A Systemic administration, constitutive IL-2 secretion, TCR/CAR activation-induced IL-2 production and paracrine IL-2 replenishment by gene-modified T cells are defective in coping with the immunosuppression occurring in the TME. B Orthogonal cytokine/receptor interaction, tumor-antigen-triggered synNotch-driven IL-2 production and drug-induced controllable cytokine transcription at the genetic level can provide precise and sufficient third signals to T cells to evade key suppressive steps

In summary, these recent studies have collectively shown that optimized inflammatory cytokine delivery patterns that bypass the critical points of immune suppression are able to reconfigure the collaboration between the first and third signals, which may be a general strategy for improving the responsiveness of immunosuppressive solid tumors to T-cell therapies. Whether IL-2 is the ‘Chosen One’ requires further research.

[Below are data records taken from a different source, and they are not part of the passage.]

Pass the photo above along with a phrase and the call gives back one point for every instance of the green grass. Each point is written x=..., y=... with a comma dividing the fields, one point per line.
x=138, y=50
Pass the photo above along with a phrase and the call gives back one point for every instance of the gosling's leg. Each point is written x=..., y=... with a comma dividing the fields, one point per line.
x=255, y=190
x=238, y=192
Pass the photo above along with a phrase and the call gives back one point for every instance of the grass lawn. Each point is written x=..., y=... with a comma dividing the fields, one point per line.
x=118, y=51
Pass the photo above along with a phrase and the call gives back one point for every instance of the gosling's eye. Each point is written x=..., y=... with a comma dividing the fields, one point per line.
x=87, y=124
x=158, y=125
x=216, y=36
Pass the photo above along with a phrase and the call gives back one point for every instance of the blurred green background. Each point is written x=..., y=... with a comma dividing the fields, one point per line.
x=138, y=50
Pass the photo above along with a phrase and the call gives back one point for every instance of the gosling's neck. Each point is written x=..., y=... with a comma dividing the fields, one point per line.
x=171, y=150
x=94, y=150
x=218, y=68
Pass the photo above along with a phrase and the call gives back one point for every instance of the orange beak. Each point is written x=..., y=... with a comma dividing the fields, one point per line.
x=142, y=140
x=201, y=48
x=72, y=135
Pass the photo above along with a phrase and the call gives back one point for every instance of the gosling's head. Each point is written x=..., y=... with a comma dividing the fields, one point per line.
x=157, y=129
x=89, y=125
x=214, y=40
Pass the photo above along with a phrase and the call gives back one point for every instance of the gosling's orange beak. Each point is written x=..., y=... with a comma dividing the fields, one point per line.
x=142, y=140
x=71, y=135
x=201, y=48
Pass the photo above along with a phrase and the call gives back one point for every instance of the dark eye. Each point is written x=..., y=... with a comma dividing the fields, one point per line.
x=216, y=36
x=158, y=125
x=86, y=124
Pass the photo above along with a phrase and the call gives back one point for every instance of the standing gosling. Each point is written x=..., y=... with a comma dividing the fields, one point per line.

Kalbasi et al. found that a chimeric orthogonal IL-2 receptor gives rise to IL-9R signaling and improves the potency of T cells, suggesting the possibility of a better choice [5]. In addition, comprehensive intercomparisons between different strategies, such as the synNotch-driven autocrine cytokine circuit, small molecule-regulated synZiFTR platform, orthogonal cytokine system and other potential novel cytokine delivery methods, are needed to find the most favorable tool for conquering solid tumors.